The Stoics on Agent Autonomy
There were two opinions of the older philosophers regarding the fate. One belonging to those men who believed that everything occured by fate in such a way that everything necessitated (The Fate Principle Argument). The others held that there were voluntary motions of the mind without fate.
Chrysippus, a Greek Stoic philosopher, rejected necessity but fixed it by introducing kinds of causes. Everything is fated but is not necessitated. So, some causes are perfect and principal, while others are auxiliary and proximate. When we say that all things occur by fate by antecedent causes, they do not happen by perfect and principal cause. Instead, they occur by auxiliary and proximate causes. The opponents treated all antecedent causes as if they were perfect and principal causes.
The following is the reconstruction of the argument against the Fate Principle (P):
(1) If everything happens by fate, everything happens by way of an antecedent cause.
(2) If everything happens by an antecedent cause, impulse happens by an antecedent cause.
(3) If impulse happens by an antecedent cause, assent and action happen by an antecedent cause.
(4) The antecedent cause does not depend on us.
(5) If the antecedent cause does not depend on us, then impulse itself does not depend on us.
(6) Assent and action do not depend on us.
(7) Then neither blame nor praise, nor honors, nor punishments are just.
(8) It is absurd and therefore (P) is false.

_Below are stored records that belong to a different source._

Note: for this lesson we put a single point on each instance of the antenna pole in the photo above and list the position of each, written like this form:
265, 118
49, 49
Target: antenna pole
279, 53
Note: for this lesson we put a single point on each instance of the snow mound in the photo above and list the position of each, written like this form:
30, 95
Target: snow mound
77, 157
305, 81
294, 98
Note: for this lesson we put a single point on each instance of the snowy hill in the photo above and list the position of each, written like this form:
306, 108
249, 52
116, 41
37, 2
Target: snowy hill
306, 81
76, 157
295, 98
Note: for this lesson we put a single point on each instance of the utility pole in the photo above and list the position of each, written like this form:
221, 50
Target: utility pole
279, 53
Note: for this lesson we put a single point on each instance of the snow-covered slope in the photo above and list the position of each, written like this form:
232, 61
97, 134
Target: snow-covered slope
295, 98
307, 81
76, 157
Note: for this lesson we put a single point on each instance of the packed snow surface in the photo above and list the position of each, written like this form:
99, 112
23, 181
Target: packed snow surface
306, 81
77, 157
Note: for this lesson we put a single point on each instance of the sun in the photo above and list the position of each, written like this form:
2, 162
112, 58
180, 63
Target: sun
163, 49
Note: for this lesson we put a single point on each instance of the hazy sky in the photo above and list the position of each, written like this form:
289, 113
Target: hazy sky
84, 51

∴ The Fate Principle is false.
The supporters of the fate principle claimed that assent occurs by antecedent causes. Chrisippus argued that assent is in our own power. However, we are determined in our action by our own nature. For instance, when we push the cylinder we give the start of its motion, but we don’t give it its “rollability”. The cylinder moves by its own nature. Hence, Chrysippus defended the Fate Principle, but his defense is based on a distinction of causes. Our actions are determined by an antecedent cause without being necessitated by it:
(1) Every action has an antecedent cause, but the antecedent cause does not make the action necessary.
(2) Every action is fated insomuch as it is fully determined by a combination of the antecedent cause and the nature of the agent.
(3) The antecedent cause is the external and proximate cause, whereas the nature of the agent is the internal and principal cause.
(4) We are not externally determined in our action because we are ultimately determined by our own nature. This nature is the decisive causal factor.
What makes an agent responsible for an action, an action voluntary, is what we may call the autonomy of the agent. “Autonomy” is nothing but the fact that the agent is the main cause of the action. There are no causes prior to our actions which fully determine whether we act, or for which we may decide. The Stoics make a distinction between freedom from being externally determined and freedom of choice. From the cylinder, Chrysippus has a whole-person model of agency in mind. In this model, what action a person performs, ultimately depends on the overall disposition of the person’s mind at the time of action, including the person’s character, systems of beliefs, desires, and so on. In the whole-person model of agency, agents can influence their ways of action and behaving only indirectly, by changing the basis of their actions that is by changing their character, system of beliefs and desires.